Mind you, that's how I feel about everything.
I'd live there if I wasn't such a yokel at heart.
Which one was Obama and which one was Redford?
Within two weeks of moving to New York, I, too, had become adept at pedestrian dodging and perfected that perpetually angry, paint-stripping stare. I spent 25 years in Philadelphia and have lived in New York for less than a year, but I am more at home now than I ever was before.
But everyone talks on the subway here. God, you can't get them to shut up! I think I'd much prefer the tube.
I worked in Covent Garden (Langley St. next door to Pineapple) for 5 years and never gave it much thought. Then the owner of the company decided to move us to a gray industrial estate in Woking. Within days I was missing hustle and bustle of London. Standing on the steps outside watching the strange folk (and lovely girls from Pineapple) walk by.
Isn't all that Dodi and Diana stuff in Harrods just comprehensively awful? My favorite part was that wine glass that they used at dinner before the accident, in the place of honor right in the middle of the memorial, which "has been preserved just as it was when they left the table." (Read: dirty.) All I could think was "Ew."
When I moved from London to Reading 5 years ago I had to employ a life coach to help me with the transition. Pretentious, moi?
London is great but I appreciate it more now I've left, it feels really special when I go there now, I no longer take it for granted.
I really enjoy living in Reading now, but it is lovely to pop back to my old haunts and discover new ones as well.
That is an interesting perspective on how people view England- how London is the epicenter of it all and the outlying areas go unnoticed.
I am in awe of London.

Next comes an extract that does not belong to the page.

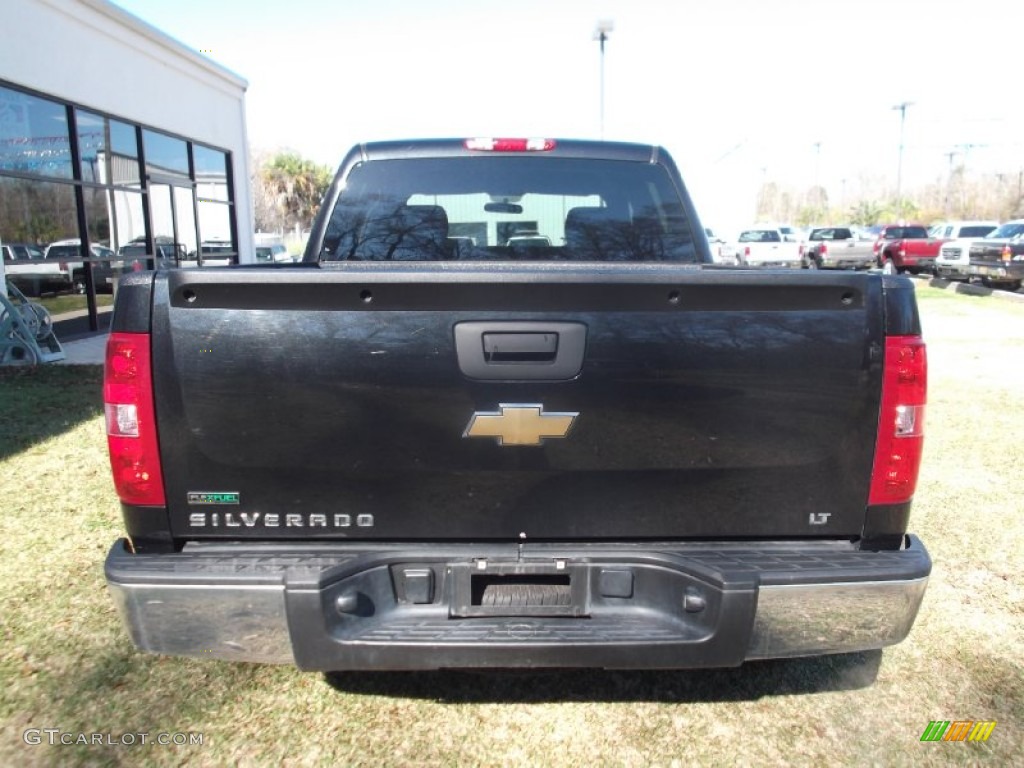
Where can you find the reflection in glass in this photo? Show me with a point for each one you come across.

I'm from the States and went out there for a 10 day visit, I also took the train out to Bath. The city offers so much to do, places to be and I found myself delightfully lost in the middle of it. Everyone is there to experience it, and although you don't speak to one another I felt as though we were all there together. The train ride out was one of my favorite parts-there was so much green, lots of land, pretty old houses. And then taking the DLR into Blackwell, all of those flats and people bustling around. It's a hub of activity. The history, culture, theatre and international energy there is captivating. I did feel out of place in Harrods, but that's the point of it I think.
I could happily spend my days getting coffee and walking unnoticed about London for the rest of my life. Like a sponge I just soaked it all up. I long to go back.
Clunge? Were/are you a f365er?
Actually I lived in London for years but now that I'm on the South Coast I've started feeling this way about London too! The noise the shops the prices the people the time it takes to get anywhere, oof...
I feel the same way about New York....
This wasn't too "what I did over the weekend" at all. I should know. I'm guilty of it more often than not.
I've only been on a subway (tube...whatever) twice and both times I was in Spain. Every one was very loud and our sort-of guide pointed out a couple theives that were working the crowd. One was the distraction: yelling and thumping a bible etc. And the other was wandering about looking for things to rip off. It was all very strange and I'm afraid I don't really like subways much.
I'm glad you had a lovely birthday.
Brilliant....so when are you going to move here??......I was born here and will NEVER leave!....next time you should go up East- Spitalfields, Hoxton, Hackney, that's where it's all happening now....:)
Ah just when I was starting to really like you you had a go at Hull. It causes a knee jerk reaction that makes me want to defend it to the death, even though I've been trying to get out of it for years.
AND we have Cafe Nero. Even got a Costa. And a few months ago we got a Zara and nearly had a parade.
I'm one of those. Deeply envious that London is so accessible to you, never mind Paris.
I get there once every 5 years or so - from the colonies not the counties - and always come away with the same impressions as you have.
This post took me back there - thank you - I enjoyed it so much I even let the baby spew on me rather than drag myself away.